By making this list, you know your priorities and what you want out of this time in your life. It’s easier to focus on what you want and to compete with yourself to reach goals.
This has helped me a lot in different situations. Every winter, for example, I see a lot of friends getting engaged. For many years, I struggled with the fact that I was not one of them. I felt like I was missing out on one of the biggest things that could happen in life. Instead of allowing myself to wallow in misery, I assessed my own life and where I wanted to go. I knew that if love was meant to find me, it would, just not on my time table.
Limit Social Media
Most of social media, beyond the memes posted, is someone else’s highlight reel. It’s easy to feel that we’re missing out when we see what someone else is accomplishing, where they are vacationing, or what good things are coming into their lives.
Remember that their highlight reel is not the only thing going on in their lives, it’s just what they are choosing to project. It’s easier to post the good things rather than being honest about where we are struggling.
Follow accounts that inspire you, challenge you or that you connect with. There’s nothing wrong with using social media and messenger to connect with others. Just keep a level view of what people are posting. Remember to disengage when needed and to mark specific times to be social media free.
Expand Friend Circle
As we grow as individuals, our friendships change. Sometimes it’s a matter of just not being as interested in an activity anymore that several friends still are. Sometimes it’s the fact that our lives take on a completely different trajectory and it’s difficult to bridge the chasm.
The friend that it hurt me to lose the most was a girl that I met in high school. We had been close in college, to the fact that I chose to go to the same college as her to spend more time. After college, the drift didn’t happen right away. It started with little things: I was working the night of her friends and family dinner. She got married shortly after college and wanted to spend time with him the night that I was off. We would still connect over books and an occasional dinner, but as time went on we drifted further apart. When her grandmother who raised her died and she told me about it after the fact, I offered to be there if she needed me. When she stated she was okay, I knew that it was pretty much over. If we were still close, she would have reached out to me earlier.
Drifts like this happen sometimes in life. That’s why it’s important to build friendships with those in different areas of life. So that when friendships with a group that no longer interests us, we already have friends that share different interests. It doesn’t always end the pain, but it does allow for more connections that can be deepened with time.
What are you really interested in? What would be the ideal evening for you?
We all have different needs. I’m an introvert who prefers quiet nights at home reading or talking to my significant other. So a night out on the town doesn’t speak to me. If some of my friends want to go out and update me later, I’m happy to hear about their night. It also works the other way around, I enjoy metal concerts and many times choose to go alone.

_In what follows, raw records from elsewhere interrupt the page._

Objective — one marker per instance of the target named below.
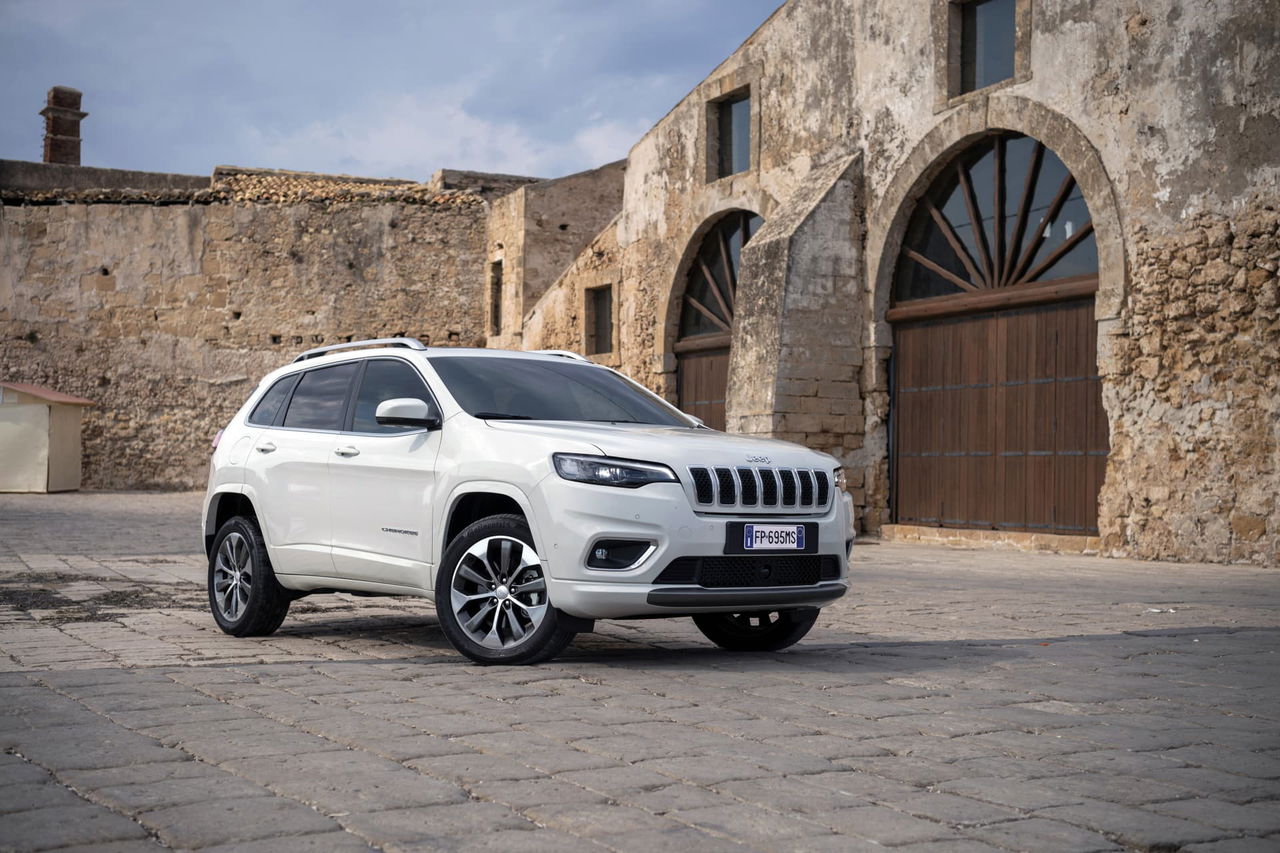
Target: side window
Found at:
(318, 404)
(269, 406)
(387, 379)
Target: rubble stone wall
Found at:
(167, 316)
(1194, 393)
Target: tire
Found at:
(252, 607)
(757, 632)
(480, 616)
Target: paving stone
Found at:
(474, 767)
(882, 825)
(951, 810)
(439, 825)
(338, 842)
(749, 824)
(1262, 819)
(526, 793)
(595, 820)
(1014, 793)
(676, 839)
(63, 826)
(36, 794)
(227, 821)
(1040, 834)
(1133, 826)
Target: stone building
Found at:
(1011, 261)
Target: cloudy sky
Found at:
(374, 87)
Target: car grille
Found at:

By knowing our own preferences, it’s easier to experience the Joy of Missing Out. We are allowing ourselves to do the things that speak to us whether or not they connect with any one else’s idea. It also allows us to give up the emotions of missing out.
Try Something Different
Variety is the spice of life. Whether we choose to try something different with friends or by ourselves, our hoirzons only grow when we choose this path. Trying something that we’ve always been interested in or just found out about will give us a sense of exploration which helps combat fear of missing out.
These are some of the methods that work for me when I face fear of missing out. By experiencing and experimenting with these five things, I have gotten to a point where more than often, I feel a joy of missing out.
It comes down to fousing on you and what could be brought into your life by your own experiences. It’s hard to be left out of a get together, but what if that time is time that you could be developing a friendship with someone who will be your best friend? It’s hard to feel like we don’t measure up, but what about if we change the defintion and decide what we really want for our lives?
I hope that you’ve found some encouragement of solice for any time that you feel you’re missing out on something big. We’ve all been there. However, reframing can do wonders for our lives.